I suppose I should mention quickly that my words "centralized" and "distributed" DO line up with the differences between Distributed and Centralized Source Control Systems (like Mercurial vs. Subversion), but you can still use a Centralized Source Control System and work in a "distributed" fashion by using patches.

There are lots of reasons why you might work one way or the other.  But I still have a hard time figuring out what's right for me.  This could be because my requirements are unusual.  I'm not sure why they would be, but I haven't found other people worrying about them.  This makes me think either my requirements are very special, or they're crazy and I'm missing something.

Briefly, here's what I'm dealing with.  I have a number of different people working on the same application, but they are all working on un-related or only loosely related features.  We have frequent and regular releases of the application being done.  We try to target features for the appropriate release, but its incredibly hard to know if a feature will really be "done" on time.  Features get pushed back when:
  1. They under go dramatic changes when it reaches completion and users try to put it through its paces
  2. The development takes longer than expected
  3. The developer gets pulled off and placed on another feature
  4. The feature gets put on hold for "business reasons"
If everyone is working on all this stuff in the "main" branch and integrating continuously, what do we do when one feature is not ready to release but the rest are?  The changes are all tangled up in the same branch now and there is no easy way to un-tangle them.

The only answer seems to be doing any "non-trivial" work in Feature Branches.

But feature branches pose whole challenges of their own!  If you're writing Mercurial, then feature branches are no problem.  If you're developing a website with a database then feature branches are a bit harder, because you have to create a new database and fill it with test data.  But if you're developing an enterprise application with a complicated database (which can't just be loaded with generated test data) that talks to other databases (with linked servers and service broker) and has a large number of supporting services many of which depend on OTHER 3rd party licensed services; then what?  In that case, creating the full application environment for each feature branch is actually impossible.  And creating a partial environment is certainly not easy.

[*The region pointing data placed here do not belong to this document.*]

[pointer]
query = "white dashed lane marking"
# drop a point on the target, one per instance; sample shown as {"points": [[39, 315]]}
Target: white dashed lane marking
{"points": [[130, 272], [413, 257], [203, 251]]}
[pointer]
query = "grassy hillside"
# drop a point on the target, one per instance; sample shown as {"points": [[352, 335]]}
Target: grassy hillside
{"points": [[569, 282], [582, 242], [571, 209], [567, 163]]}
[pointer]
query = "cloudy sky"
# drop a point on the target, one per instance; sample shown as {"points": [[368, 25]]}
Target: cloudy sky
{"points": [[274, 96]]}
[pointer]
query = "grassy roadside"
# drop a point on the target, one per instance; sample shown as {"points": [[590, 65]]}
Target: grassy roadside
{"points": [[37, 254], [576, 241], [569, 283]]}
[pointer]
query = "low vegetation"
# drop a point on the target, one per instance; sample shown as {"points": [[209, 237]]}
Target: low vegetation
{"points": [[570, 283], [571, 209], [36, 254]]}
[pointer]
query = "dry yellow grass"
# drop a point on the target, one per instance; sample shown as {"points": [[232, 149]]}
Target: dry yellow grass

But it is precisely because of all of this complexity that we want the isolation!  But the complexity makes the isolation difficult (if it's even possible, which I'm not sure of yet) and time consuming.  I love paradox!

Perhaps you're saying to yourself, "Maybe you wont be able to actually run the app and do everything it can do in your feature branch, but surely the code is written so all these things that depend on other things are nicely abstracted so that you WILL be able to run the unit tests!"  Um, no.  Sorry.  It pains me to admit it, but I'm afraid that isn't the case just yet.

So where does that leave me?  Well, I want to implement continuous integration to reduce the integration issues and make releasing easier, but I also want the flexibility to develop features independently so they don't prevent other features from being released, but my environment is so ridiculous that I can't figure out how to set it up so feature branches are fast and easy to create (and more importantly useful).

So, can you help me?  Do you have any of these problems?  Have you managed to mitigate any of these problems?  Am I missing something?